Rozdział 23

203 10 0
                                    

Kiara

Gdy tylko weszłam do sypialni odrazu się rozpłakałam, jak on mógł mi to zrobić?! Rozumiem że w tym świecie może inaczej się nie da, ale zgodził się na to wszytsko patrząc mi w oczy! Czy on nie widział że mi na nim zależy?! Wbił mi nóż prosto w serce! A ja głupia dalej miałam nadzieję, że zaraz tu przyjdzie i powie ze to wszystko było jakimś głupim żartem i że wcale jej nie poślubi!

Marco widząc że płaczę, podszedł do mnie i mocno mnie przytulił.

-Tak mi przykro Kiaro, wiem że ci na nim zależy!

A ja jeszcze bardziej się rozpłakałam.

-Marco! Ja już tak dłużej nie mogę! Muszę się  stąd wyprowadzić! Nie mogę tu zostać i patrzeć jak oni będą razem tu mieszkać!

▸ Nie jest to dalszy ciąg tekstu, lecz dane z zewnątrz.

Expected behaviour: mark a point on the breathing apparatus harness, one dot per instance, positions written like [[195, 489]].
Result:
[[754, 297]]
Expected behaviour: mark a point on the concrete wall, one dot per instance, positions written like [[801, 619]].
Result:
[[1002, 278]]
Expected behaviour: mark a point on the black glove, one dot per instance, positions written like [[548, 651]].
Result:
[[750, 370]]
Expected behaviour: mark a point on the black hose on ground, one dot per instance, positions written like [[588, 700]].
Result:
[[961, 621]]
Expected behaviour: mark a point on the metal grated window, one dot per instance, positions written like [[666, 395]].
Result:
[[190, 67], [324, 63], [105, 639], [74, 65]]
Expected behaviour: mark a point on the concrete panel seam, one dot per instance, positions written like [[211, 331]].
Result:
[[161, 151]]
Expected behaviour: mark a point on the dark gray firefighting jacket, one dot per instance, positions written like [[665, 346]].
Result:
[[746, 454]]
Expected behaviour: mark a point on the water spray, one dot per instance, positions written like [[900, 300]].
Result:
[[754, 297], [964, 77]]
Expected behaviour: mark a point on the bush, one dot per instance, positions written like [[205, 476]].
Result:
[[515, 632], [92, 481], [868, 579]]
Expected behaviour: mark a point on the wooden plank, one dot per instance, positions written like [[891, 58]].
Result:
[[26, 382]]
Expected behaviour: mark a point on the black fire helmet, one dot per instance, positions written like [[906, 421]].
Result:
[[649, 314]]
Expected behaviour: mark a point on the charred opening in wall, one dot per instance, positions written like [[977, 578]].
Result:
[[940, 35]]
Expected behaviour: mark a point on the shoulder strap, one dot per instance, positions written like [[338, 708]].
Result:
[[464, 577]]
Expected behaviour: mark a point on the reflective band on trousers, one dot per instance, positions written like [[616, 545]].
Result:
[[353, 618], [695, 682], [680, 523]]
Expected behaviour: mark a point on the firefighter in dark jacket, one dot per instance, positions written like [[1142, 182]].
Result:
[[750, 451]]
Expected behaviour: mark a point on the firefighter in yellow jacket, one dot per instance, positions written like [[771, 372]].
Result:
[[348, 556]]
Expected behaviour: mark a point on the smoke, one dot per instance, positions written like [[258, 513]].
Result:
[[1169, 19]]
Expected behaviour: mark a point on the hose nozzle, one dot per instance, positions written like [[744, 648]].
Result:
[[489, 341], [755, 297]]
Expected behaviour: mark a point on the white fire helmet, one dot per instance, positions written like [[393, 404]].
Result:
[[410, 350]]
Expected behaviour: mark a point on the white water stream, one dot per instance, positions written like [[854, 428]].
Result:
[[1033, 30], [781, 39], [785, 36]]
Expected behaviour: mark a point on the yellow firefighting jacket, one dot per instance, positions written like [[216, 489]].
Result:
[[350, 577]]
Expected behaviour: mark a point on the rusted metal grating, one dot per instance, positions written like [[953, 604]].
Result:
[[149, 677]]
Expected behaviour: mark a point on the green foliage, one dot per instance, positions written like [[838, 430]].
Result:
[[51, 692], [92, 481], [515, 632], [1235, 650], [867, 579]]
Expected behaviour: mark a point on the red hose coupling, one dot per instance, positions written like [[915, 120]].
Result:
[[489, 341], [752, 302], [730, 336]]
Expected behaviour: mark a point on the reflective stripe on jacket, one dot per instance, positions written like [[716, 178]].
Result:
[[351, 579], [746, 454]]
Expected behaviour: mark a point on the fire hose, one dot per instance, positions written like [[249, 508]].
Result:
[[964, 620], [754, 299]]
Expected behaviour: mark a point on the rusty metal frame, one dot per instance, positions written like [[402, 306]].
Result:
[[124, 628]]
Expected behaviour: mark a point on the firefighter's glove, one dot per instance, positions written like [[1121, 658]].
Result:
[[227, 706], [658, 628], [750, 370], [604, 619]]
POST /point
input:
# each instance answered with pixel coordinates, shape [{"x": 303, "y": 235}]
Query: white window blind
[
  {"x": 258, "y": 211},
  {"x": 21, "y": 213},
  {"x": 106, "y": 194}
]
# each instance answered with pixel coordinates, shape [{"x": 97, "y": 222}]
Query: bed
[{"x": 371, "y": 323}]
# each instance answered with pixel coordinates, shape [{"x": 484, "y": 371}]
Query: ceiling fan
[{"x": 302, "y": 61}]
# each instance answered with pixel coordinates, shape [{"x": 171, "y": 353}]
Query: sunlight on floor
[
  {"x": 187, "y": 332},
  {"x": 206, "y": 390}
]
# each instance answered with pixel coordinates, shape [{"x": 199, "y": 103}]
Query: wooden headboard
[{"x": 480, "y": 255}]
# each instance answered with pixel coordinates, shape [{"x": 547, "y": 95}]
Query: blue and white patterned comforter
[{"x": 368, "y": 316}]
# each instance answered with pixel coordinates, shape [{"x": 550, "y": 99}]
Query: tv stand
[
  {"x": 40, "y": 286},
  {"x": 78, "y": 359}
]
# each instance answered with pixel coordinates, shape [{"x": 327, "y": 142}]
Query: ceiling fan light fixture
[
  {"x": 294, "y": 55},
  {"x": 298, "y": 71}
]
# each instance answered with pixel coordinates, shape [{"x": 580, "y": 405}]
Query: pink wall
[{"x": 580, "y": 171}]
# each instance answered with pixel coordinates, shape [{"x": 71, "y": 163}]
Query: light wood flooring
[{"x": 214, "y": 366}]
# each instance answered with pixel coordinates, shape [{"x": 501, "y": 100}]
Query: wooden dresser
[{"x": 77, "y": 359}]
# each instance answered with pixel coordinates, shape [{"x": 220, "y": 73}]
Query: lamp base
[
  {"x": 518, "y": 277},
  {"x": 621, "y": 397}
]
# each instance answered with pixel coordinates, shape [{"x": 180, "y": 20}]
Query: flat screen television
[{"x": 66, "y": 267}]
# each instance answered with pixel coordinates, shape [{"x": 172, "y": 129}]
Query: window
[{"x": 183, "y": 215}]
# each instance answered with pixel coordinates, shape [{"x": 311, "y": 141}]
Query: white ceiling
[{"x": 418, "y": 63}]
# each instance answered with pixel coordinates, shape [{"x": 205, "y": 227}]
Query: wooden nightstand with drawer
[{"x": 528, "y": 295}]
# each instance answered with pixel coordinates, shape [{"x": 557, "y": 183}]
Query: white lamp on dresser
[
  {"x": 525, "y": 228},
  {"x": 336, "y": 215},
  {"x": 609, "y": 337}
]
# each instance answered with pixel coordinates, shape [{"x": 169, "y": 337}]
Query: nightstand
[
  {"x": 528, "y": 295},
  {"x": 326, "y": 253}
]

Wtulilam się w niego jeszcze bardziej i chciałam zapaść się pod ziemię, to co przeżyłam przez całe moje życie, nie było tak bolesne, jak to co dzisiaj zobaczyłam.

-Dobrze, postaram się coś wymyślić. Jak tylko Sergej wyjedzie to pogadam z Lukasem. Odparł po czym odsunął się odemnie i zaczął wycierać moje łzy z policzków.

-Pójdę zmyć z siebie ten makijaż i doprowadzę się do porządku. Odparłam i poszłam do łazienki.

-Okej, poczekam na ciebie i może obejrzymy sobie jakiś film.

Zgodziłam się, bo i tak nie wiedziałam co ze sobą zrobić.

Gdy wyszłam z łazienki, zobaczyłam że Marco już śpi. Zasnął w ubraniach, więc postanowiłam go rozebrać i zdjęłam mu buty i spodnie, a koszulkę mu zostawiłam, przykryłam go kołdrą i sama położyłam się po drugiej stronie łóżka.

Kręciłam się chyba dobrą godzinę, zanim usnęłam. Ciągle miałam przed oczami widok te rudej szmaty na kolanach Lukasa i tego jak patrząc mi w oczy powiedział

Przyjmuje twoja propozycje. Poślubię twoja córkę

***

Obudziłam się rano i w ogóle nie miałam ochoty wstawać, nie chciałam schodzić na dół na śniadanie, bo wiedziałam że zobaczę ich tam razem. Naprawdę chciałam się stąd jak najszybciej wynieść. Musiałam zacząć żyć na nowo, bez Lukasa i bez tego wszystkiego. W końcu niedługo miałam urodzić dziecko a to wymagało odemnie odpowiedzialności i stabilności chociażby emocjonalnej.

Zobaczyłam że Marco właśnie sie obudził i podłożył sobie rękę pod głowę spoglądając na mnie rozbawiony.

-Co się tak patrzysz? Zapytałam zdziwiona.

-Zastanawiam się, co mogli byśmy  wymyślec, żeby uciec dziś z rezydencji na cały dzień.

Zrobiłam zaskoczoną minę.

-chcesz uciec? A co z Lukasem i Sergejem? Zapytałam zdumiona

-Dadzą sobie jeden dzień beze mnie radę, a zresztą nie ważne, Twoje szczęście jest dla mnie ważniejsze niż to co mój braciszek ma na dziś w planach.

Uśmiechnęłam się do Marco z wdzięczności i mu  podziękowałam

-ogarnij się szybko, bo jeżeli chce nam sie udać wyjść nie zauważonym, to musimy się pospieszyć! Dodał Marco i wyszczerzył do mnie swoje zęby.